We were very much on our own, and very vulnerable indeed.

“Go,” I said aloud, in the real world. “Break loose. I can’t risk you.”

“You can’t do this alone. If she’s that powerful, she’ll destroy you in ten seconds and you know it.”

“And your help will only add another ten seconds to our lives! I’d rather do this alone. Ibby needs you more than I do.”

“You think I’m just going to back off and leave you?

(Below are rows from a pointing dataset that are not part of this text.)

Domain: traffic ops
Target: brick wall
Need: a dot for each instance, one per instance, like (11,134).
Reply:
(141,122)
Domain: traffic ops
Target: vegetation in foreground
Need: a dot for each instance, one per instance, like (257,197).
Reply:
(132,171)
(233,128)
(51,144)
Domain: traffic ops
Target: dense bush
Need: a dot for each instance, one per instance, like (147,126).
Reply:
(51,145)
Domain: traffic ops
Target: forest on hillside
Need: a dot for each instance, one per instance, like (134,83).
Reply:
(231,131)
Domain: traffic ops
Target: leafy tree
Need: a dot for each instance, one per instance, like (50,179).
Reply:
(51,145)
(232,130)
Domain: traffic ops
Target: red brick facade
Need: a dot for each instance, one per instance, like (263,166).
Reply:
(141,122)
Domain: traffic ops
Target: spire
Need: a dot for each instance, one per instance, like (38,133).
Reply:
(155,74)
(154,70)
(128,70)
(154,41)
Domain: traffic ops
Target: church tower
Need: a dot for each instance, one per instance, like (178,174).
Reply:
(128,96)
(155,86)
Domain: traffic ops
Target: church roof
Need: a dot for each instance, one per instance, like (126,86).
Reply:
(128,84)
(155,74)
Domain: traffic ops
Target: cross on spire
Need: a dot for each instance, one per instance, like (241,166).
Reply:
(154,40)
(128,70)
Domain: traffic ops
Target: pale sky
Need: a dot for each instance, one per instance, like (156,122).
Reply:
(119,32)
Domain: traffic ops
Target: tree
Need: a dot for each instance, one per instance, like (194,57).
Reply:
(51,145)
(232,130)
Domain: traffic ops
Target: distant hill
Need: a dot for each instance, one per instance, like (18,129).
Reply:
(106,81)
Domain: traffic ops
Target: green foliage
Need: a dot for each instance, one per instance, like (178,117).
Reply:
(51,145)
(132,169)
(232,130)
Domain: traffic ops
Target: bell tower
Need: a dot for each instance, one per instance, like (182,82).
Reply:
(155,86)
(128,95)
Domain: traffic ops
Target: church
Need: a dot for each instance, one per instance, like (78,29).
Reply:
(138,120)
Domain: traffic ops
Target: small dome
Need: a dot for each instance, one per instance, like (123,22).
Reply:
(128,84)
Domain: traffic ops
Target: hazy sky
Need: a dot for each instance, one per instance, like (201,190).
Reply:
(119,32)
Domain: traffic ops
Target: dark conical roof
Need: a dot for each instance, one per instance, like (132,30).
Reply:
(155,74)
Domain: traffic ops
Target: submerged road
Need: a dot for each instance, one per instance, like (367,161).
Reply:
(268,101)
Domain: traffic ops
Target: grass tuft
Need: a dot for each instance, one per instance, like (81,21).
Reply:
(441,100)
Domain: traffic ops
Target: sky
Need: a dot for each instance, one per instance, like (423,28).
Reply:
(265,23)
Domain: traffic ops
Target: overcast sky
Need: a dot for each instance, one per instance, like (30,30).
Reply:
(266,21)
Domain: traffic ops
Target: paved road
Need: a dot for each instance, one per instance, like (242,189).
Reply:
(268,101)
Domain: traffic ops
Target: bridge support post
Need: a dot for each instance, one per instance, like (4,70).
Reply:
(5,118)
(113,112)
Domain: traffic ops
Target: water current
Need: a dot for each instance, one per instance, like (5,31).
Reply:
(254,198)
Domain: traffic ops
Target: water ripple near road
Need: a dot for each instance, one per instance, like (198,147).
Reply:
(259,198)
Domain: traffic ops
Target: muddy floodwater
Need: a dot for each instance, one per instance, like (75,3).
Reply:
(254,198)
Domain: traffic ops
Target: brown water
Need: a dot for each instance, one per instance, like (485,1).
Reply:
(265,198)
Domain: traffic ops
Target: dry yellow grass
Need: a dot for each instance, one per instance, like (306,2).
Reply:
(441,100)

That’s you who leaves, Cass. Not me.”

On the aetheric, his glowing form turned toward me, and both our hands joined. We turned in slow, dreamlike circles, eddied by the currents of power. Beyond us, the fire of Pearl’s black hatred danced, and the smoke it gave off in the aetheric was the ash of a thousand burning Djinn.

“I’m not going. Ibby needs us both,” Luis said, down in the real world. “You can’t fight her. Not alone, Cass. Not now. Please don’t do this.”

“It’s the best chance we have to stop her,” I said. “I’m sorry.”

I hung up the phone.

In that instant, the bonfire ceased to shimmer its toxic colors upward, toward the roof of the Djinn world; instead, the tendrils suddenly whipped outward, flowing with wicked speed toward the two of us. We’d been at a safe boundary distance, I’d thought, but no longer.

Now it was coming for us.

Coming very, very fast.

I tried to push Luis away, toward safety, but he hung on with a tenacity I hadn’t expected. Instead of pulling apart, he dragged me closer, closer ... and instead of a physical embrace, our aetheric bodies slid together.

They merged, sinking into each other, forming one heart, one spirit, one mind.

The resulting explosion of power was soundless, and bright as a star, and as Pearl’s poisonous tendrils of shadow whipped around us, I realized that she couldn’t touch us. Not as long as that brilliant light burned between us, within us.

I clung to Luis on the aetheric, and the power amplifying between us roared on, louder and louder, setting up resonances and waves that rippled in all directions. It disrupted the attack coming against us, and then broke in a soundless shatter against Pearl’s central column of force.

But Pearl’s column wavered under the attack, and came near to dispersing completely.